If it fails or heap size > 4Gb it will try to allocate the heap below 32Gb to use zero based compressed oops.
If this also fails it will switch to regular compressed oops with narrow oop base.
is that really <<2 in the first disassembly? should it not be <<3 as in the second, and the sparc one.
good catch; thanks
Is there any plan to increase the range of compressed oops beyond 32 GBytes? Although 32 GBytes obviously fits nicely with the x86 addressing modes and requires only 8 byte object alignment it imposes a significant limitation on the use of an important technical advance. We are seeing pretty stonking benefits from compressed oops in benchmarks of our real-world cache applications. Although there are some obvious disadvantages of increasing the range (e.g. intruction pipeline effects on intel and the need for 16 or 32 byte object alignment in heap) our tests of building openjdk with 64 GByte compressed oop support and running our largest java applications indicates that there continue to be significant performance and heap size benefits with 64 GBytes of compressed oops.
I was just browsing through the source code around markOop and noticed the 64bit cms size stuff, so that lead me to look at freeChunk.hpp in the CMS stuff with it's special mark word (for 64bit compressed oops), followed by two machine word linked list pointers.

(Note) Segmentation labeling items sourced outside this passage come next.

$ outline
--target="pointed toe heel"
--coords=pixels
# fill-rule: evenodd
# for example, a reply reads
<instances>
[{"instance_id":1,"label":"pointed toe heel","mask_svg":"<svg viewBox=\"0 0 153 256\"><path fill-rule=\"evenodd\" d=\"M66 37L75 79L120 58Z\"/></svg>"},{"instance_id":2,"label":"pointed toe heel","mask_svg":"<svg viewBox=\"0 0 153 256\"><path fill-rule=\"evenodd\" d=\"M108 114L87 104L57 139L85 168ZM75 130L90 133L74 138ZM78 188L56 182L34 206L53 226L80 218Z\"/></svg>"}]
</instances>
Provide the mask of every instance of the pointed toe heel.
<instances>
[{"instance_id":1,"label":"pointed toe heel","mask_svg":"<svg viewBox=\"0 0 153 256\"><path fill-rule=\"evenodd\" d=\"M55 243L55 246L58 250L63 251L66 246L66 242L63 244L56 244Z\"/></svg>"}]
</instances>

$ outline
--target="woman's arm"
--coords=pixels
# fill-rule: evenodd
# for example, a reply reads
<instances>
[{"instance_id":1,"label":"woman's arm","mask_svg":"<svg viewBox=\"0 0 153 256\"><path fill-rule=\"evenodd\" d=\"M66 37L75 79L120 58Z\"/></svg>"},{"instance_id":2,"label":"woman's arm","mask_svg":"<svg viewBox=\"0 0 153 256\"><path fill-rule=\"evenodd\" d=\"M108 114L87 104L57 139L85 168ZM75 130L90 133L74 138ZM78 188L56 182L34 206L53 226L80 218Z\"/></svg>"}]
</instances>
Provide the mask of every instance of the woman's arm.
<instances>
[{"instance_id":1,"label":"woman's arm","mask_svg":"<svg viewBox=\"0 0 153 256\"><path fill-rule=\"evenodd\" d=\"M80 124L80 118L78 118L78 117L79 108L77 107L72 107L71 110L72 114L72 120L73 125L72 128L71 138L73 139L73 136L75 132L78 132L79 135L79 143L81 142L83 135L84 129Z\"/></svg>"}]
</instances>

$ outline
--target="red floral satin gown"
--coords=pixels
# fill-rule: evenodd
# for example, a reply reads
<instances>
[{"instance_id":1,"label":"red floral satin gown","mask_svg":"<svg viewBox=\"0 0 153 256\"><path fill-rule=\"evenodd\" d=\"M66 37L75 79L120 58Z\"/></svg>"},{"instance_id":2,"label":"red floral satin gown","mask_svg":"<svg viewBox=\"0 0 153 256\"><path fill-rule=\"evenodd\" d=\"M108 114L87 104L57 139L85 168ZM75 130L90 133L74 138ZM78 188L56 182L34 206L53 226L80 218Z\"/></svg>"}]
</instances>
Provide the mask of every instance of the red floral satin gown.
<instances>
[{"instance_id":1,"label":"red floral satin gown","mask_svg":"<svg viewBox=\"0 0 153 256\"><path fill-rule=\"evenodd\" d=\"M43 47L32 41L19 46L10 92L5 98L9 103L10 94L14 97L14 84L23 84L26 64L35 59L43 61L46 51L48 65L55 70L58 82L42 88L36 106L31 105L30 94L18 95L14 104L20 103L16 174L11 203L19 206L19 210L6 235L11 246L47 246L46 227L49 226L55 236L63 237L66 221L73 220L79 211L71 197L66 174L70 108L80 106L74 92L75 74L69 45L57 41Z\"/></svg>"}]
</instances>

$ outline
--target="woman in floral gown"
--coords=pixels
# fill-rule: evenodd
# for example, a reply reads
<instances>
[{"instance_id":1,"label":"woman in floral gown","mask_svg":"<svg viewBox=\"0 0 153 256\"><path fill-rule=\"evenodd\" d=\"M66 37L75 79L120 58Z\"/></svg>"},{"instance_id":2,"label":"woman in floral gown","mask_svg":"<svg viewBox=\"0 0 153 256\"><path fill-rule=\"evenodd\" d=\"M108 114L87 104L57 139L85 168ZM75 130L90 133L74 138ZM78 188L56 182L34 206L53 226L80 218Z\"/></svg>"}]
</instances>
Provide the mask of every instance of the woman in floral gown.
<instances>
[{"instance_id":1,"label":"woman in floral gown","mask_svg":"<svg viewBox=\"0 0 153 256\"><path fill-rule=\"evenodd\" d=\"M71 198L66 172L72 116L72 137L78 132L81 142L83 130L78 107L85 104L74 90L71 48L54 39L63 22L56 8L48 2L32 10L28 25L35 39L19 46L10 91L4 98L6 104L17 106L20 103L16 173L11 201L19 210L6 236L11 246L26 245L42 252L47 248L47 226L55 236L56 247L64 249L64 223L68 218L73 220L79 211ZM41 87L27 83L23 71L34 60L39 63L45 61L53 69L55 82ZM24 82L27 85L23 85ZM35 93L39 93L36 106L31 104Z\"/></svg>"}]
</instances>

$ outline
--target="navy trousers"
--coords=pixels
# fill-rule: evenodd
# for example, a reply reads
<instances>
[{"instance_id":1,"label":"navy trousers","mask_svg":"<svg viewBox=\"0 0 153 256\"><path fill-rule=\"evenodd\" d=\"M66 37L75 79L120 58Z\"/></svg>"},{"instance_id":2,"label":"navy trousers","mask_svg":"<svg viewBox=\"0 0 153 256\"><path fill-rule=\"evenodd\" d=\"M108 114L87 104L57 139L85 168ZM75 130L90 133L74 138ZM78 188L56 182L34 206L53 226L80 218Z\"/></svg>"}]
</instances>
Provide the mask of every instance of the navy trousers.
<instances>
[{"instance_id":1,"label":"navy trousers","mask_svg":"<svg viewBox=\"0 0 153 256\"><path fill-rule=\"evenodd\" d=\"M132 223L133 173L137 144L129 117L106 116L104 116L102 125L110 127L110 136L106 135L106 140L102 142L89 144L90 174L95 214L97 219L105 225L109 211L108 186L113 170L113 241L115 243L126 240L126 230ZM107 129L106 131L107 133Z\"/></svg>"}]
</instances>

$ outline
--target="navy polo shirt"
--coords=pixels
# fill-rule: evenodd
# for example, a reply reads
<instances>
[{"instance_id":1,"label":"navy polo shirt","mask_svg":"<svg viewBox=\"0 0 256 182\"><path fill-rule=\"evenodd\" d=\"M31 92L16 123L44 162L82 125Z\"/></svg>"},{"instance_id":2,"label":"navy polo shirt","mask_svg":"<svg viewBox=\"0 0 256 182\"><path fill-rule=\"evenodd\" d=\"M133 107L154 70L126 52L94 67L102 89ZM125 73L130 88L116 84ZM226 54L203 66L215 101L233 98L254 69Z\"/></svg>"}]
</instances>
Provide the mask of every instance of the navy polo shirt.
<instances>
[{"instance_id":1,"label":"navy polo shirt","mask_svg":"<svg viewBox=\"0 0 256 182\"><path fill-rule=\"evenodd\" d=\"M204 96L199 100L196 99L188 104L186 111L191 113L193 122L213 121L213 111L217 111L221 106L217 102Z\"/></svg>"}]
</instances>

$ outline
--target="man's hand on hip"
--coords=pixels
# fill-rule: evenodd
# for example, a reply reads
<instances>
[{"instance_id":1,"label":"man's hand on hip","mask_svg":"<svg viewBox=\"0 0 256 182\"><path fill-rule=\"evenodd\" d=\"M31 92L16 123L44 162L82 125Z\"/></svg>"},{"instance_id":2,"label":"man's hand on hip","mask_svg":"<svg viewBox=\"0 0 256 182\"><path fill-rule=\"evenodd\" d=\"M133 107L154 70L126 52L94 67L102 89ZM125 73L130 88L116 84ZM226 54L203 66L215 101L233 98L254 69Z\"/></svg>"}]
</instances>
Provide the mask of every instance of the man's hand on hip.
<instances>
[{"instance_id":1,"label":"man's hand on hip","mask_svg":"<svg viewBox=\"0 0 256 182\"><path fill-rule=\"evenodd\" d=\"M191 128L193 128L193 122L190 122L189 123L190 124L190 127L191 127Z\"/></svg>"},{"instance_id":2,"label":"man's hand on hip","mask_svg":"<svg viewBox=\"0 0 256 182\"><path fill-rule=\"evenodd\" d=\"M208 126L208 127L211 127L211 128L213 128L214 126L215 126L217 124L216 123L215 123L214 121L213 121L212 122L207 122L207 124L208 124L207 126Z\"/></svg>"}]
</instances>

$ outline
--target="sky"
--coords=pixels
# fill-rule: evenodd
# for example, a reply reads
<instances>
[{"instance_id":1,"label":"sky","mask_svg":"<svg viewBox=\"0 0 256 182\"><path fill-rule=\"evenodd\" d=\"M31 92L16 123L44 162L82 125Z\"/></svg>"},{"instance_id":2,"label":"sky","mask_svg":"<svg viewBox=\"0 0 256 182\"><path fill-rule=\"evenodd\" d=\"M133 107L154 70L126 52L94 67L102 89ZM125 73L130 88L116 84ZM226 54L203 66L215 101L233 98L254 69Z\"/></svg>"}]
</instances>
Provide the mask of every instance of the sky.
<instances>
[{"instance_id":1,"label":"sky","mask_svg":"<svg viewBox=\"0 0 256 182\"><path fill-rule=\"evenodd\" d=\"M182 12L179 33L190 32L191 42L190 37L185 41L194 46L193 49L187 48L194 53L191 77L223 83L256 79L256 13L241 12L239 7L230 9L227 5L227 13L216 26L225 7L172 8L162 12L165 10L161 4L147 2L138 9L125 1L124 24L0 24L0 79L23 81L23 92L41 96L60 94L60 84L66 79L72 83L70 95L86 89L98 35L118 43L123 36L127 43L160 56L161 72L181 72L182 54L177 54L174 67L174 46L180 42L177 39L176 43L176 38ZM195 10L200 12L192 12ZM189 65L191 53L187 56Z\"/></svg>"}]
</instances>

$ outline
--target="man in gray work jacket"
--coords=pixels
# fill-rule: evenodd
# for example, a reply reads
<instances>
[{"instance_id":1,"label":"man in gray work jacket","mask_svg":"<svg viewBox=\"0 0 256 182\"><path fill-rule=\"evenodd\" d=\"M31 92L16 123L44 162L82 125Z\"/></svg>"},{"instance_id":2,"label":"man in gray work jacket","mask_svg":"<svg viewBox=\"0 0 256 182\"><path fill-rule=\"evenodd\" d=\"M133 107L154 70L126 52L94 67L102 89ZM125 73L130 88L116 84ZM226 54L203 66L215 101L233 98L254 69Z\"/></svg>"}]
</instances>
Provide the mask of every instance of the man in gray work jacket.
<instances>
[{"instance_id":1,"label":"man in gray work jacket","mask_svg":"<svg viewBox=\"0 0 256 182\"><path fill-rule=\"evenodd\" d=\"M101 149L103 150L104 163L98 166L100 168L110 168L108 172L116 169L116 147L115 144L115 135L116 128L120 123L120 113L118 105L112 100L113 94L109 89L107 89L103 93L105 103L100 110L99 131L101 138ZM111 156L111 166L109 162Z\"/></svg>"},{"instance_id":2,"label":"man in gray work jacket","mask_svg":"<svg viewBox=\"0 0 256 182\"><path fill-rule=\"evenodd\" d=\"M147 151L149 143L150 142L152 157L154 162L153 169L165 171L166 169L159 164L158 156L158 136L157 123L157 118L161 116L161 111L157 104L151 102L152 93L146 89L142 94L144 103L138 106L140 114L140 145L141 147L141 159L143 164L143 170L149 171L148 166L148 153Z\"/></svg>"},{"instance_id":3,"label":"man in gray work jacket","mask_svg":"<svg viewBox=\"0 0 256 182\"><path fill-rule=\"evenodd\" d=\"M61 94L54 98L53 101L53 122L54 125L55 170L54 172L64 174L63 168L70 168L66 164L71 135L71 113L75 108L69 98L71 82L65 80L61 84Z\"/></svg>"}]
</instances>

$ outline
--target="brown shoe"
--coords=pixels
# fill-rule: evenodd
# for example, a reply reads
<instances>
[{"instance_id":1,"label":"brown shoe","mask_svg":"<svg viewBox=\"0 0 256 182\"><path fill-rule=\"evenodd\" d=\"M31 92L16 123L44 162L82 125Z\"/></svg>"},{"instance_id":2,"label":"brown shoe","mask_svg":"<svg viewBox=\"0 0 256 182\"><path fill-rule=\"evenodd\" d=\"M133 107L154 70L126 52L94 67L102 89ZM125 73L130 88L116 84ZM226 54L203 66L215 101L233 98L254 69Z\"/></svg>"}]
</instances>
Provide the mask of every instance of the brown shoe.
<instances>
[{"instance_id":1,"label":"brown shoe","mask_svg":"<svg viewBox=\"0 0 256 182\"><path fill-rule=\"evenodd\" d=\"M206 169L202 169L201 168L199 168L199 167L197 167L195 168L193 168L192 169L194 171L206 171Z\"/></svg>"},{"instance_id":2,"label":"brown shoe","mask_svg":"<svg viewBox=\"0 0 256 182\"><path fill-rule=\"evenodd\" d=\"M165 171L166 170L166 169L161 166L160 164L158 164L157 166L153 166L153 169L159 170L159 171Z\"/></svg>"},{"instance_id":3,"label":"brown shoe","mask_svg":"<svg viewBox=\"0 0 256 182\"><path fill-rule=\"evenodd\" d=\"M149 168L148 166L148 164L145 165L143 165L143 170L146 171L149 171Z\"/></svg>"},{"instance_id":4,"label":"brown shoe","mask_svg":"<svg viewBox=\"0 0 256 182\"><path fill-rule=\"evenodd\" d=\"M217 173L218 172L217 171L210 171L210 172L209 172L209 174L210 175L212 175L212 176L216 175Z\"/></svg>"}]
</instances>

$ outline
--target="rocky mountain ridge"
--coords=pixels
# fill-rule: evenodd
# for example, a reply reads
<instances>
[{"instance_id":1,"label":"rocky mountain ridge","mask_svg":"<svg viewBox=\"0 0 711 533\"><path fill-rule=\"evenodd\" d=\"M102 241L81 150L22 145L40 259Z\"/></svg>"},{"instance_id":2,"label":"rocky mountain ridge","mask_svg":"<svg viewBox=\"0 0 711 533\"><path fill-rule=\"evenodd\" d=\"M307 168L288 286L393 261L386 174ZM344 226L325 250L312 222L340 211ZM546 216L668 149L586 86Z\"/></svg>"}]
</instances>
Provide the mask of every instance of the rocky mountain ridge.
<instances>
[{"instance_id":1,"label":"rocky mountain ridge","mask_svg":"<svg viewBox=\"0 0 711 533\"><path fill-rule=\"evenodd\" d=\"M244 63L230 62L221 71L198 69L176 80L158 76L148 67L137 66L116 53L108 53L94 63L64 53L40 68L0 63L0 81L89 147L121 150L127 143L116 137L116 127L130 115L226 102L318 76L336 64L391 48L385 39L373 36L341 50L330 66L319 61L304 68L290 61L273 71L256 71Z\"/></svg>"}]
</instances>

I was just wondering if you guys gave any thought to making these _prev, _next pointers compresses oops in this case, or is it clear that there are so few object types that can fit their fields in the spare 32 bits of a compressed oop header that the space savings would be irrelevant (i.e. making the minimum size of a CMS tenured generation object 2 words not 3)?
oops (no pun intended) to answer my question I guess there are also some CMS related algorithms that rely on an object/free space having at least 3 bits in the bitmap.
that said, it seems the Printezis stuff that requires a minimum of 3 words is only used for stuff directly allocated from the CMS generation (as opposed to promoted), so I'd guess that such an allocation would never be for such a small object (i.e. 2 words)...
in any case, I guess this is the wrong place for such a discussion.
When we test using CompressedOops we found some operations were slower. I wondered if this is due to the <<3 and whether this can be automatically dropped if the heap size is less than 4GB. i.e. if you have a small enough heap, do you really need the shift?
Thanks for good writing!
I transrated this page to Japanese.
Please feel free to ask me(authornari at gmail.com) if you have some problem.